Let’s not grumble at the difficulties that have befallen us, but try to overcome them, finding a way out together with God. If we manage to change our lives, getting rid of the superficial and unreal things that darken the image of God in us; if the Lord takes first place in our lives and we try to walk towards Him on the Christian path of love, then any difficulty can become a new step of spiritual ascent for us. But if we continue to look for a way out without God, we will get lost again.
Spring for the soul is ahead
—Lent is not far off. What is the right way to spend this period with benefit for the soul?
—This topic is very extensive. Much can be said about how to fast both physically and spiritually, about the importance of attending special Lenten services, about penitential prayers and prostrations, about making up with our loved ones, and about good deeds for Christ’s sake… Everything should be done with wisdom, to the best of our abilities, while taking into account our age and life circumstances. The most important thing is that these days should be spent in prayer, humility and love.

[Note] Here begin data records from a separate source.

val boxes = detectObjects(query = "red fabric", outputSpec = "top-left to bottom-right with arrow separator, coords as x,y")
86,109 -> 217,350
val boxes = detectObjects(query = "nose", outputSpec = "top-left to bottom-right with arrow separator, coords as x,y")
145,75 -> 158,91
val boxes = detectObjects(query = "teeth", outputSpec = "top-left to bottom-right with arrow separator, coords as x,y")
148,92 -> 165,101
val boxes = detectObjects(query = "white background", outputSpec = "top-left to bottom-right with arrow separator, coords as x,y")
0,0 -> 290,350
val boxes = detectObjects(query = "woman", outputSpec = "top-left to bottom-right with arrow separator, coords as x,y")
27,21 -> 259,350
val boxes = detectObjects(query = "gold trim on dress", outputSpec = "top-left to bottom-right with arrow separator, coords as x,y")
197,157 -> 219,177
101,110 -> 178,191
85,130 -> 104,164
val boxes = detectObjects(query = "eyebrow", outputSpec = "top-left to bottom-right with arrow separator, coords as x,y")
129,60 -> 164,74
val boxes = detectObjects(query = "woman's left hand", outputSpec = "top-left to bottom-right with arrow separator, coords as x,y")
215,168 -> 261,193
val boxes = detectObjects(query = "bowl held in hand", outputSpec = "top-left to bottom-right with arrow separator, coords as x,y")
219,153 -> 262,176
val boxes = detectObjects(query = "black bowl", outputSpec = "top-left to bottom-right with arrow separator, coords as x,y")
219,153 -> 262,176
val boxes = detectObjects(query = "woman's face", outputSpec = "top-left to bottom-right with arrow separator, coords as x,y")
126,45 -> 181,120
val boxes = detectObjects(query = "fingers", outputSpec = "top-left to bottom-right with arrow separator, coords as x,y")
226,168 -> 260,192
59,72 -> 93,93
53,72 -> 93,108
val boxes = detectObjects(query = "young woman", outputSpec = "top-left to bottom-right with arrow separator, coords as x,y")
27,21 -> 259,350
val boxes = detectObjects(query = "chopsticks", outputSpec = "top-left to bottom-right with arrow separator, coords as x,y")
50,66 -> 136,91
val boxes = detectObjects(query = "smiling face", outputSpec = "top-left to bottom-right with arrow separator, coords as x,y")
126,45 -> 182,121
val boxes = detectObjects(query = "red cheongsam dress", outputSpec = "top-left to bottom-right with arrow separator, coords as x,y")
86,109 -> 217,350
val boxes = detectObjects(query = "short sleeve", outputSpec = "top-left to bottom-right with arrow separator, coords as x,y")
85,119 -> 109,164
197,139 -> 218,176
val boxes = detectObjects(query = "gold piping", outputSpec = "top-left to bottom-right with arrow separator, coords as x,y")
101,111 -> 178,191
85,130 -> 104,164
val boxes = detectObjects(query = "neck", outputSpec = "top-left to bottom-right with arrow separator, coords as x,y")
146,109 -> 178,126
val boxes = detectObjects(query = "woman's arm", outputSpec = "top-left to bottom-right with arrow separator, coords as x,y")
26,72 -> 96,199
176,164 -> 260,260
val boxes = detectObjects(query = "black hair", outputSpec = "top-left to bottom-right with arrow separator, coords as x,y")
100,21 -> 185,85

Then Lenten labors will benefit our souls, help us get closer to God, and soften our hearts towards our neighbors. All of this requires persistence, patience, and even determination. But it happens that people seemingly want to fast, they know that Lent is spring for the soul, and this period is very joyful and not mournful, but they immediately refuse, justifying themselves: “How can we get through it? It’s not for us!” And they do not even try to start fasting. Sometimes it is vital to take this step and gain personal experience of fasting so that later we can share it with others. After all, we will need to strengthen our children and grandchildren in the faith. And the reward for us, who have labored spiritually and physically in the Lenten period, will be the gracious joy on Paschal days that the Lord gives to the hearts of those who seek Him.